Say you have a CSV file. Each row of the file has numbers, vectors, and dates. Elements of each vector separated by semi-colons. For example a vector y in this csv file looks like ";1;2;4;7;2". The vectors are different lengths. I couldn't read this file using
read.table()
or
read.csv()
even with trying some things similar to what was written here How to read a .csv file containing apostrophes into R?. Below is a simplified version of what 3 lines in the CSV file might look like
1,6,;2;3.1;45;31.2;3,2,;1;1;1;1;1;5,10/22/1938 1:25
2,5,;1;22;12;1.4;66,7,;2;3;4;5;6;7;8;6;9,11/25/1938 1:25
3,1,;1;2;3;4;5;6;7;8;9,3.2,;1;2;3;4;5;6;7;9;10;11,11/25/1958 1:25
and here it is with spaces between the commas, to make it a bit more readable
1, 6, ;2;3.1;45;31.2;3, 2, ;1;1;1;1;1;5, 10/22/1938 1:25
2, 5, ;1;22;12;1.4;66, 7, ;2;3;4;5;6;7;8;6;9, 11/25/1938 1:25
3, 1, ;1;2;3;4;5;6;7;8;9, 3.2, ;1;2;3;4;5;6;7;9;10;11, 11/25/1958 1:25
Each line has the same number of ','s, the only major difference between lines is that the vectors can be different. Note sometimes fields may be blank. I think it makes most sense for the output to be in the form of a list of a list. I was thinking of writing my own function that would effectively look something like (I'm not so proficient with lists yet so my language may be way off here)
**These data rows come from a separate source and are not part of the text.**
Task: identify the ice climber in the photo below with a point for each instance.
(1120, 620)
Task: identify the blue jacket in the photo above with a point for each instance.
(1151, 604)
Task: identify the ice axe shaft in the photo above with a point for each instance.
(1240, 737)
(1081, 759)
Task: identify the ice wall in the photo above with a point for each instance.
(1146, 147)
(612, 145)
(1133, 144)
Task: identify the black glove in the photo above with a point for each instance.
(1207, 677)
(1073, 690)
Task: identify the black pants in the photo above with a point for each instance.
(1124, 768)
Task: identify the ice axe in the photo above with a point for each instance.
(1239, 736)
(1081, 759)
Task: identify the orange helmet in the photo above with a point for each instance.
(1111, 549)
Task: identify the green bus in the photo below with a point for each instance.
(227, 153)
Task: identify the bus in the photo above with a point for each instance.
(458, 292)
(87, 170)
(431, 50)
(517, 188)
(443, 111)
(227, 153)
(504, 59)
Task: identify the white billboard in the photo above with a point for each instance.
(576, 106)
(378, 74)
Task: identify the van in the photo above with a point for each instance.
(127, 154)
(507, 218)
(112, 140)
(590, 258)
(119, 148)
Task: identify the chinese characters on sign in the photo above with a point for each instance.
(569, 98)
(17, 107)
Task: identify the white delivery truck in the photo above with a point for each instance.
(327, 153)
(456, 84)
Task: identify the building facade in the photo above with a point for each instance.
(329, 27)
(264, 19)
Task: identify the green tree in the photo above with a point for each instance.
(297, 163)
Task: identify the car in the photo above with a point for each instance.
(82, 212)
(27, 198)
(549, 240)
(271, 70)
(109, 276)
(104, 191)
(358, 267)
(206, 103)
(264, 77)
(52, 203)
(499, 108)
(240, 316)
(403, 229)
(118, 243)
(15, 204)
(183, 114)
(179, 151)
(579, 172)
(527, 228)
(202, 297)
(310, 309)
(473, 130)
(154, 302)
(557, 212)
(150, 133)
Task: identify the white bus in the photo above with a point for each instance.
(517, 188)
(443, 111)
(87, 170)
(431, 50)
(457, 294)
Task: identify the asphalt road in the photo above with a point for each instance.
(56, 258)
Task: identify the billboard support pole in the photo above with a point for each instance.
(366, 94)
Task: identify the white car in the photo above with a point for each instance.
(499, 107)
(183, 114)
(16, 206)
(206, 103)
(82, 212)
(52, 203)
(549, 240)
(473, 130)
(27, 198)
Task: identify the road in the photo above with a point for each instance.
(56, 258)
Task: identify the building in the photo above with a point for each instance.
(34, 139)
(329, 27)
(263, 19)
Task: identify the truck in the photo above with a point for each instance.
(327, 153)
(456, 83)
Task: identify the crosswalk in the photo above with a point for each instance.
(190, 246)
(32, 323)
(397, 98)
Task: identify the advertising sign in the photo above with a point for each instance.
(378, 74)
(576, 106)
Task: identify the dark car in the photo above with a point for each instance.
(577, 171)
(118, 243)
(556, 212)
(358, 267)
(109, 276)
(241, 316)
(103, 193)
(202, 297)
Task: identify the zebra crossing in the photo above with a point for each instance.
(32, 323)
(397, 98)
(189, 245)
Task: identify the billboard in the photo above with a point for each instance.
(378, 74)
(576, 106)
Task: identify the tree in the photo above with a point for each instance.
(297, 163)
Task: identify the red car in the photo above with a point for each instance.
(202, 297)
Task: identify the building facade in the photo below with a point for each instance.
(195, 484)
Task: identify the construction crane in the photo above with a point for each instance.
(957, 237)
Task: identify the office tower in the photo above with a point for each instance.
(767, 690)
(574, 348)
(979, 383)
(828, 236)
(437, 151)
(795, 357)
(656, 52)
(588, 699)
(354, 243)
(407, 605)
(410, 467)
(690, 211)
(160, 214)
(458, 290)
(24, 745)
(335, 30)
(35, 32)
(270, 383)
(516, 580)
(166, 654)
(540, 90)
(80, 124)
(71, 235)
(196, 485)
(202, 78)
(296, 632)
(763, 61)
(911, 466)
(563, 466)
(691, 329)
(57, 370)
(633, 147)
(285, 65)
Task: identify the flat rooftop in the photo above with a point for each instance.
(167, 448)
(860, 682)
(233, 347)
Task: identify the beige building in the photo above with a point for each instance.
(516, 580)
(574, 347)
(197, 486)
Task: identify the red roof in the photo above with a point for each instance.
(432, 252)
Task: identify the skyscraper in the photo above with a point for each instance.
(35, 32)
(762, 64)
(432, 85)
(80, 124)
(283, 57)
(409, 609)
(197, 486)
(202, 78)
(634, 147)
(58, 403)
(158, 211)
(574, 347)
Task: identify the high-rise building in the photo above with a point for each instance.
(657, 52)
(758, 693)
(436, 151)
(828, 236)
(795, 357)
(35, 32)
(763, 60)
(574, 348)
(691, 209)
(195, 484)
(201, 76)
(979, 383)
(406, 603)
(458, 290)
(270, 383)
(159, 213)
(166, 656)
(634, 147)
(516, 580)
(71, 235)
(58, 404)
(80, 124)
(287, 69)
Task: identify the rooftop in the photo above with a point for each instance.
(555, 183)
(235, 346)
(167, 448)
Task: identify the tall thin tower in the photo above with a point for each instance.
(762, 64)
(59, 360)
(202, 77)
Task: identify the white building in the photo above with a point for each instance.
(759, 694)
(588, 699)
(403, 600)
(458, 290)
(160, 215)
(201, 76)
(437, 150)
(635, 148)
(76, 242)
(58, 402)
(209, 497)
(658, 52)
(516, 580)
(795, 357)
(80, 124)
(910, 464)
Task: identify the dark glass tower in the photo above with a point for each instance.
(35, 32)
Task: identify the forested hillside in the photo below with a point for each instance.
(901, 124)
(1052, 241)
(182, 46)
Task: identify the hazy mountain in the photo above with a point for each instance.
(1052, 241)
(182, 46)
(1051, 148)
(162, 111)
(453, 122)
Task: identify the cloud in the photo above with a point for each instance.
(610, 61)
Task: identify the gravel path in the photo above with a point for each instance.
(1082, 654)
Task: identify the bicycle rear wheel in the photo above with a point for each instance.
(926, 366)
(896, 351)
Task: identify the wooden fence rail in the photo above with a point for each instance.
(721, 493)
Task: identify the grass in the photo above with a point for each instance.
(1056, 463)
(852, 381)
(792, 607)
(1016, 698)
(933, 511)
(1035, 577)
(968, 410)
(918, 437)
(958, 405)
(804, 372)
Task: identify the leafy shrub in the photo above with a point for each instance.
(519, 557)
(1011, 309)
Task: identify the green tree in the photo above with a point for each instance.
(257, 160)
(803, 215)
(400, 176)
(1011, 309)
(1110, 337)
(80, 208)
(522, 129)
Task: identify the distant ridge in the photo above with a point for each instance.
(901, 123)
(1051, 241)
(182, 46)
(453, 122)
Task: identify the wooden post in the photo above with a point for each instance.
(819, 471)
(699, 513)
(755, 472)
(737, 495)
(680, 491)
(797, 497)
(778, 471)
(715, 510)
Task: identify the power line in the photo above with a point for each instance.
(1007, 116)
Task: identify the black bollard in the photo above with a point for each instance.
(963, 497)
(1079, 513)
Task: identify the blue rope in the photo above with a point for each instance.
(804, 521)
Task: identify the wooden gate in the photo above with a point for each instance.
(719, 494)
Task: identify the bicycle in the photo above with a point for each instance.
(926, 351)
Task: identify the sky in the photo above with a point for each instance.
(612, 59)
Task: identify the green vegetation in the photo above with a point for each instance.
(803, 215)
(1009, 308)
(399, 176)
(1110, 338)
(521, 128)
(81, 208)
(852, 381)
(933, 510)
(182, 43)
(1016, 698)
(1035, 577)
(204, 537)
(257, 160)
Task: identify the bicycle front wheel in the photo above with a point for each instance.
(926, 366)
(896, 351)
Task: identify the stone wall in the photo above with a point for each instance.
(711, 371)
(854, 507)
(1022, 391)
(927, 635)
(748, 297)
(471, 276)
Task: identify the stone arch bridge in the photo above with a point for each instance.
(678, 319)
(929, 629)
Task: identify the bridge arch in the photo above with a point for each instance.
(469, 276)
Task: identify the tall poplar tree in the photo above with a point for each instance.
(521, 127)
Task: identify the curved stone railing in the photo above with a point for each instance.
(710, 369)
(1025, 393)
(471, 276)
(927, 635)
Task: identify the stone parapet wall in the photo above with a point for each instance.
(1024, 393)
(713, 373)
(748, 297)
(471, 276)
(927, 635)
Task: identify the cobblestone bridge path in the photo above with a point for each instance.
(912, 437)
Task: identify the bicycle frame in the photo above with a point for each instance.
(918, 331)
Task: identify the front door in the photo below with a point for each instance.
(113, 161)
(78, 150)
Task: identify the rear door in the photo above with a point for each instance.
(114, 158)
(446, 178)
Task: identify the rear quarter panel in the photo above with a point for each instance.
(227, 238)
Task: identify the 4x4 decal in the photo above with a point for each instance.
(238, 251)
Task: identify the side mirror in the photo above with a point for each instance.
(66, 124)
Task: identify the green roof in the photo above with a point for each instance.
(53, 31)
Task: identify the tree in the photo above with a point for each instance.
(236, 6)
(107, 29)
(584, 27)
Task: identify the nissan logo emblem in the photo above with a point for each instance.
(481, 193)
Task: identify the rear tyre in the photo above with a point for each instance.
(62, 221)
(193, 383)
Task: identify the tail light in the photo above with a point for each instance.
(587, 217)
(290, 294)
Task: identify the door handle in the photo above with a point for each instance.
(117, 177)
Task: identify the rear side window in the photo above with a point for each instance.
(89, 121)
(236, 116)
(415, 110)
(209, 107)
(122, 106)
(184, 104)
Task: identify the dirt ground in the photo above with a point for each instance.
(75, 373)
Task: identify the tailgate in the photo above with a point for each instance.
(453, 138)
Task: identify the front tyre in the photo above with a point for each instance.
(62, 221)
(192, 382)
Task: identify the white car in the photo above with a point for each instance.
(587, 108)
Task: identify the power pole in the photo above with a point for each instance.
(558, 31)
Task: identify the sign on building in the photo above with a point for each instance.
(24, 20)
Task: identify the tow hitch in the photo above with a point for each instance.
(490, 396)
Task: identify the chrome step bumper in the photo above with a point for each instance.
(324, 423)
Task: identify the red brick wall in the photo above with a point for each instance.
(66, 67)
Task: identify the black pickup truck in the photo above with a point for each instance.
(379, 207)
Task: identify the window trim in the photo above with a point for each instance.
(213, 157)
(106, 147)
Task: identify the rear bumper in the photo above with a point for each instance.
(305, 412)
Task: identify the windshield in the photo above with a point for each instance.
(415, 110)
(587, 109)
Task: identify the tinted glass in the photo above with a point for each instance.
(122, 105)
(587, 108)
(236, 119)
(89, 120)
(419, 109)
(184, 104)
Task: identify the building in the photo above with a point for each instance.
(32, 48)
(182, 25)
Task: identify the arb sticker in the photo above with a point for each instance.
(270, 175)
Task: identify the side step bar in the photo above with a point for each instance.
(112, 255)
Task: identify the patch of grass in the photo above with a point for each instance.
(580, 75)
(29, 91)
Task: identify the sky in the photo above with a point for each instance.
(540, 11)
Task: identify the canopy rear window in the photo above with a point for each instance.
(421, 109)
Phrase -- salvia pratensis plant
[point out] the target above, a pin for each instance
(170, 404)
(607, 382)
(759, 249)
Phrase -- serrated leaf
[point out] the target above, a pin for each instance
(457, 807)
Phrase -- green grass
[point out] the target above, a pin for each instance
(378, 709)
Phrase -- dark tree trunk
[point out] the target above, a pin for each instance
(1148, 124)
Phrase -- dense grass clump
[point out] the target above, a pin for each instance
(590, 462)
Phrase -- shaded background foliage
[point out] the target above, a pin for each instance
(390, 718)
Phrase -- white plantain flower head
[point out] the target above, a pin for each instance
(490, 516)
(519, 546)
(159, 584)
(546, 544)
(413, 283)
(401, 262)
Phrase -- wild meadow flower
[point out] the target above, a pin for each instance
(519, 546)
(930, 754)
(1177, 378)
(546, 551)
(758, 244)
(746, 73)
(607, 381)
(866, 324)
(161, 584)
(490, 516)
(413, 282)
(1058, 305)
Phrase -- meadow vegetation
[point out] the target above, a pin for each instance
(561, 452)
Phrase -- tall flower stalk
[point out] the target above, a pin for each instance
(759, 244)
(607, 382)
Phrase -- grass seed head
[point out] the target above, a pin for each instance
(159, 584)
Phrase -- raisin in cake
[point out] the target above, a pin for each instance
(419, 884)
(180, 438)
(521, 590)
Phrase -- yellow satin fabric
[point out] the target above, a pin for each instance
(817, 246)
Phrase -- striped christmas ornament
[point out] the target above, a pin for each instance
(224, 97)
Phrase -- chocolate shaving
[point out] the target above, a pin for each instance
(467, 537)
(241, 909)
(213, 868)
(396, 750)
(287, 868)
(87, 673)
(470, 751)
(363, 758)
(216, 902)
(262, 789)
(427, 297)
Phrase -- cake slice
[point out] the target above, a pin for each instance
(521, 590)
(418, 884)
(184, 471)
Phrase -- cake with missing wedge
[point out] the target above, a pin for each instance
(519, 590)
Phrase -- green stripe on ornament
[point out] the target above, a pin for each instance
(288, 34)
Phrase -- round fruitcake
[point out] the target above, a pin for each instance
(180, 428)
data <- empty list of a list
while (we haven't reached the end of the file){ #don't know the function to do this
temp = get first line of file #don't know the function to do this
if temp is not empty{ #don't know the function to do this
indices = which(temp==',')
indices.col = which(temp==';')
put temp[1:(indices(1)-1)] in the (counter,1) location of data;
put temp[(indices(1)+1):(indices(2)-1)] in the (counter,2) location of data;
store the vector and deal with the colons somehow in (counter,3) location of data;
}
}
Would there be an easier way to do this, maybe using read.table in a way that I missed. I'm not set on using lists of lists to do this. I want to basically do some regression analysis of the form y=mx+b, where x is one of the numerical entries and y is the scalar output of a function applied to one of the vector entries (eg sum(vector) = a*first entry of row + b). So perhaps keep that in mind. Also note that there would be an option to have this file use some other character besides semi colons to separate the vectors.